The council represents a top-three rail shipper with over a billion tons of product transported each year, President and CEO Chris Jahn told the AJC. And fighting the merger has become a top priority.
Credit: AP
Credit: AP
As bulk shippers, its members are much more likely to be reliant solely on rail; one tank car is equivalent to four trucks, he said. Plus, when transporting things like dangerous chemicals, rail remains “by far the safest mode” of transport.
The merger is happening at a time when rail service has left much to be desired, he said.
“We’ve seen service decline, we’ve seen rates skyrocket, and you got one railroad that is going to control nearly half of all commodities, but more than half of all chemicals. That sets off alarm bells for us,” he said.
In the last 20 years, rail rates have risen by 44% more than inflation, according to the group’s analysis. About three-quarters of the council’s members are “captive,” with only one choice for railway.
Jeff Sloan, the council’s director for regulatory affairs, warned this could get even worse post-merger.

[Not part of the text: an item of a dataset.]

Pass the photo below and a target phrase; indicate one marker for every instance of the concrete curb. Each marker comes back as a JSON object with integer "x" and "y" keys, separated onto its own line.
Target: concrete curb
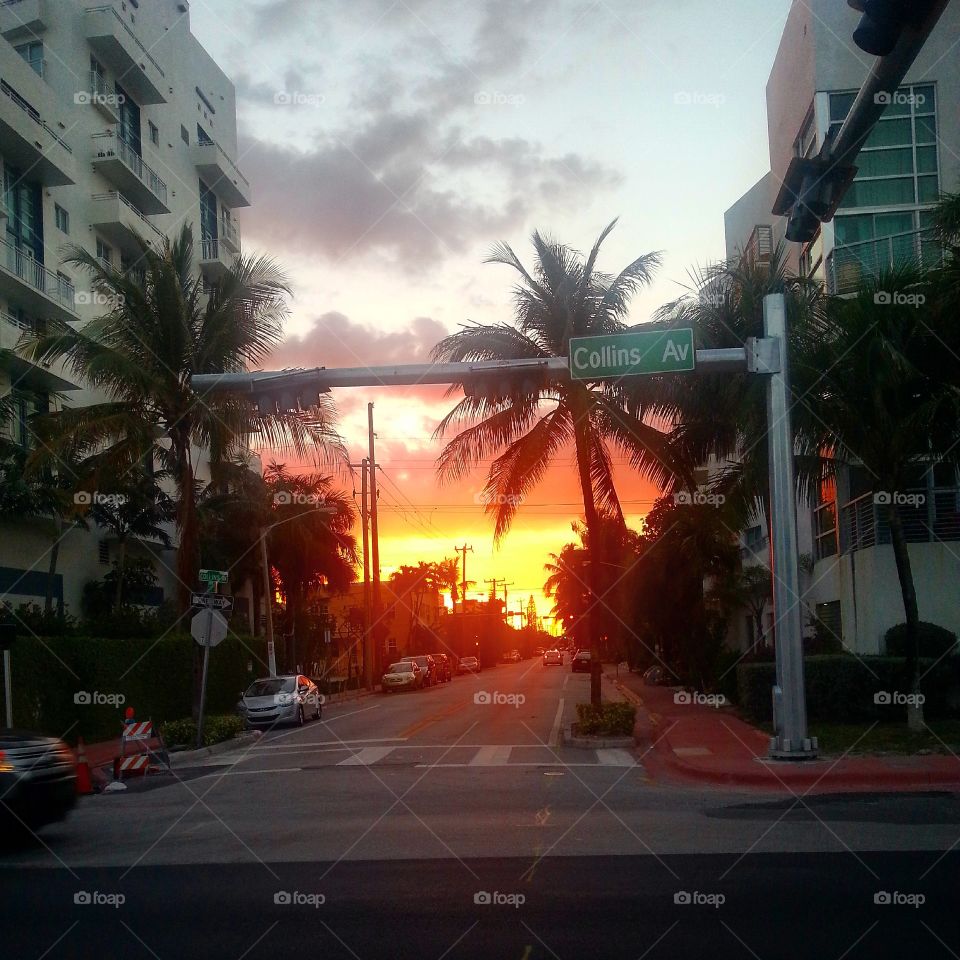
{"x": 184, "y": 758}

The deal could “extend the combined railroads’ monopoly power over a longer distance for many shippers, and reduce the lane options that they have for shipping across the country,” he said.
The group’s members are also worried about service “disaster” from the chaos of a merger, Jahn said.
The Rail Customer Coalition, which includes the council and other manufacturing, agriculture and energy industry groups, warned the STB this fall that a merger could “erode market competition across the U.S. freight rail network, driving up costs and exacerbating chronic service failures.”
A group representing major intermodal ports, the National Association of Waterfront Employers, also told the STB earlier this month that its members worry a merger would negatively affect their industry.
Credit: Stephen B. Morton for The Atlanta Journal Constitution
Credit: Stephen B. Morton for The Atlanta Journal Constitution
In a November interview with the AJC, Georgia Ports Authority President and CEO Griff Lynch said the group is withholding its own position until speaking to the railroads directly.
The authority has major investments tied up in Norfolk Southern, including a new intermodal port in North Georgia.
But, Lynch said, “Our customers are concerned about their choice — having choice.”
Georgia Ports customers want to know how a merger will affect their options — and pricing, he said.
Speaking at a rail industry conference in November, Union Pacific CEO Jim Vena said the industry shouldn’t judge the merger based on past transactions, which did cause service disruptions. “I don’t care what happened after railroads merged back then,” he said, as reported by Progressive Railroading.
“The question I’d ask is if this merger is better for customers. And the answer is: Yes. Customers will benefit from their shipments moving on a single line. That’s something you can’t get in the marketplace now.”
Norfolk Southern’s chief strategy officer, Mike McClellan, at the same conference said a combined railroad “will be a turning point for the industry.”
“There was a lot of innovation and investments in the industry after the last round of mergers, and that will happen again.”
After the bipartisan senators’ letter, Railway Age reported that the three members of the STB replied and promised to “conduct a thorough and fair review” to include “rigorous examination of potential competitive effects, economic efficiencies, service effects, environmental impacts, and other critical considerations, including safety integration planning.”
The monthslong process ahead will also, they noted, include opportunities for public comment.